11. Fun with Files#

Many pages ago we noted that all programs to basically the same thing. They take some data, they do some processing, and then they write out the changed data. But up to now all our programs have processed data that we have had a user enter from a keyboard. This is sometimes enough, but only works for very small amounts of data, or simple answers to prompts. In general we need to be able to handle data that is read from files.

This will mean that programs can handle a lot more data, but so long as we make sure we are writing DRY programs, the programs themselves will not get much longer or more complex. Some other issues will emergem, though, such as:

  • A program may try to access a file that does not exist.

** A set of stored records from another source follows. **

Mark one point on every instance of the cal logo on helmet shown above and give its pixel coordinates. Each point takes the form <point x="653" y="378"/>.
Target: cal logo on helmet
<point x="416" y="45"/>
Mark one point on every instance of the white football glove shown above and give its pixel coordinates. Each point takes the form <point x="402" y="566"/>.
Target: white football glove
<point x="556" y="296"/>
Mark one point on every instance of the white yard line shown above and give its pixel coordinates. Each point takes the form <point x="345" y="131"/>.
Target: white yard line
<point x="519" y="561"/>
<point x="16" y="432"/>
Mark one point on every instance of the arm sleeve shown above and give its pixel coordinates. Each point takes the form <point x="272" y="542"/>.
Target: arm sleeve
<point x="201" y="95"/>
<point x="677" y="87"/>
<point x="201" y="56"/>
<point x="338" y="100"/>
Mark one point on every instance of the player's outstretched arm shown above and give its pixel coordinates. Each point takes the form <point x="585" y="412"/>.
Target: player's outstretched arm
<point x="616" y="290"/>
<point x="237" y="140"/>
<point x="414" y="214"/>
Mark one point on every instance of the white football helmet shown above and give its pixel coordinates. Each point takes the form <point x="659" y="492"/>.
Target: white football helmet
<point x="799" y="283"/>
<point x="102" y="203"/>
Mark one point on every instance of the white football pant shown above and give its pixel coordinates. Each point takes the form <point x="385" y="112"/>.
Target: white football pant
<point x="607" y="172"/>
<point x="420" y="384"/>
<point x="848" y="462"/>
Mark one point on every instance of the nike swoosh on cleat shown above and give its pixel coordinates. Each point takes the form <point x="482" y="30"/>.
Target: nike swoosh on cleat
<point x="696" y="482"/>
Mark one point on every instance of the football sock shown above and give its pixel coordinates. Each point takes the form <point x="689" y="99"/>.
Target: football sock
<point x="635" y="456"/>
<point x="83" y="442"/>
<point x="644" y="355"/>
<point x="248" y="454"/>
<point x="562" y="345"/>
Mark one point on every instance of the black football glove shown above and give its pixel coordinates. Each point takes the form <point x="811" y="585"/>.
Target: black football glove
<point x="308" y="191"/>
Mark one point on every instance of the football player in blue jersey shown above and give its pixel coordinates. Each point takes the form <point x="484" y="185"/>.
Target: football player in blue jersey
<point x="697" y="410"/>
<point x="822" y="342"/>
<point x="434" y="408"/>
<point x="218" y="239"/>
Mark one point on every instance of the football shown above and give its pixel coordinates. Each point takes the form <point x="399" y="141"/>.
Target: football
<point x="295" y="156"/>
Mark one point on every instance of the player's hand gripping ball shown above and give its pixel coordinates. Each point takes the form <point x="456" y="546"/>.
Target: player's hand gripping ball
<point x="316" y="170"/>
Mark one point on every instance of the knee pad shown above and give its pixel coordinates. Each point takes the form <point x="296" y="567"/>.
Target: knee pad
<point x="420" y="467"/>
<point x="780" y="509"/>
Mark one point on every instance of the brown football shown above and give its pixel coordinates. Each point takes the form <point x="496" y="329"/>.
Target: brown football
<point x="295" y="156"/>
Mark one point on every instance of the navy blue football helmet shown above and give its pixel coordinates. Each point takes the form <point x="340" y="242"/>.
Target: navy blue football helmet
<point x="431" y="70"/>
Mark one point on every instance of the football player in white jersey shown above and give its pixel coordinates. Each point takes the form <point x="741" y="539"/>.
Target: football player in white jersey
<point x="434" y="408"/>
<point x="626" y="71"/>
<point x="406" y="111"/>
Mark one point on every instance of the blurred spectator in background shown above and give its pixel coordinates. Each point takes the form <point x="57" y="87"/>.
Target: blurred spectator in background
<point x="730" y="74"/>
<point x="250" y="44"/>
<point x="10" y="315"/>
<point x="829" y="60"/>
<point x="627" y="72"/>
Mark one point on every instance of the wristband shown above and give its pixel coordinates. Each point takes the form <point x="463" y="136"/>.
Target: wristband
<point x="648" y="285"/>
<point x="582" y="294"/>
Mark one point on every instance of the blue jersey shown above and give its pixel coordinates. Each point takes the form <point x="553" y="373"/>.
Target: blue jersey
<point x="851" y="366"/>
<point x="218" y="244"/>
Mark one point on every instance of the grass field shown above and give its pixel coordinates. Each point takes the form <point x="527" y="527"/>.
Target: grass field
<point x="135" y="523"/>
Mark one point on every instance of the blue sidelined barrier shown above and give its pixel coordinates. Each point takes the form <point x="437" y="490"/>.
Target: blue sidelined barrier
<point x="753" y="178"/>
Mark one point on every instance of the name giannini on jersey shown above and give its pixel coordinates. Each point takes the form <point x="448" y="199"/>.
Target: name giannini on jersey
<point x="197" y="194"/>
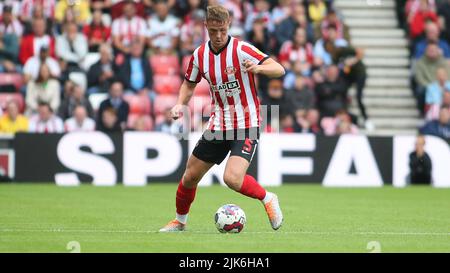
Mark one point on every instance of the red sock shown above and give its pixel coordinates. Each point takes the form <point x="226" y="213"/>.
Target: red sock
<point x="184" y="199"/>
<point x="251" y="188"/>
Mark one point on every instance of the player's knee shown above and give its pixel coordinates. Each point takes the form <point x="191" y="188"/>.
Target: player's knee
<point x="232" y="180"/>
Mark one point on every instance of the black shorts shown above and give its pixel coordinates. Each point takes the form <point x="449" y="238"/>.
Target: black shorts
<point x="214" y="146"/>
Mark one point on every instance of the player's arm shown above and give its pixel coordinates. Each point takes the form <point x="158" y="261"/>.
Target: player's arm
<point x="186" y="92"/>
<point x="269" y="67"/>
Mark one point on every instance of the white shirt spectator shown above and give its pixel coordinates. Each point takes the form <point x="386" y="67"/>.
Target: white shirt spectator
<point x="15" y="28"/>
<point x="52" y="125"/>
<point x="129" y="29"/>
<point x="162" y="32"/>
<point x="33" y="64"/>
<point x="72" y="125"/>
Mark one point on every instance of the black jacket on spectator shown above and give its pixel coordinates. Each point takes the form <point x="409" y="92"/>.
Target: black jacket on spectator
<point x="93" y="76"/>
<point x="331" y="97"/>
<point x="420" y="168"/>
<point x="123" y="73"/>
<point x="122" y="113"/>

  • A program may try to access a file that does exist, but for which there are no permissions (if it is owned by a different user, or requires some admin privilege, say).

  • A program may be able to find and open a file, which then turns out to be in an unexpected format.

  • A program may try to write a file to a location that requires permissions which are not available. Or which would overwrite an ecisting file.

This list looks a bit daunting, but the simple thing to remember is that any of these error cases will generate an exception. So the only real issue is identifying and trapping these in the same ways as we have done previously. This means that the three new programming ideas needed to work with files are:

  1. How to find if a file exists.

  2. How to read data from a file into some convenient data structure, like a string or list.

  3. How to write data back to a file.

Important

Programs should, as far as is possible, be platform-independent. They should run on any operating system. OSs differ in how they name files, and in how folders are added into file names - notably Windows uses \ to separate folders in a hierarchy but Unix-like systems use /.

We will get round these issues here by just looking for files in the same folder (directory) as the program. There are plenty of useful functions in modules like os and sys for handling file names so as to make sure that code is portable.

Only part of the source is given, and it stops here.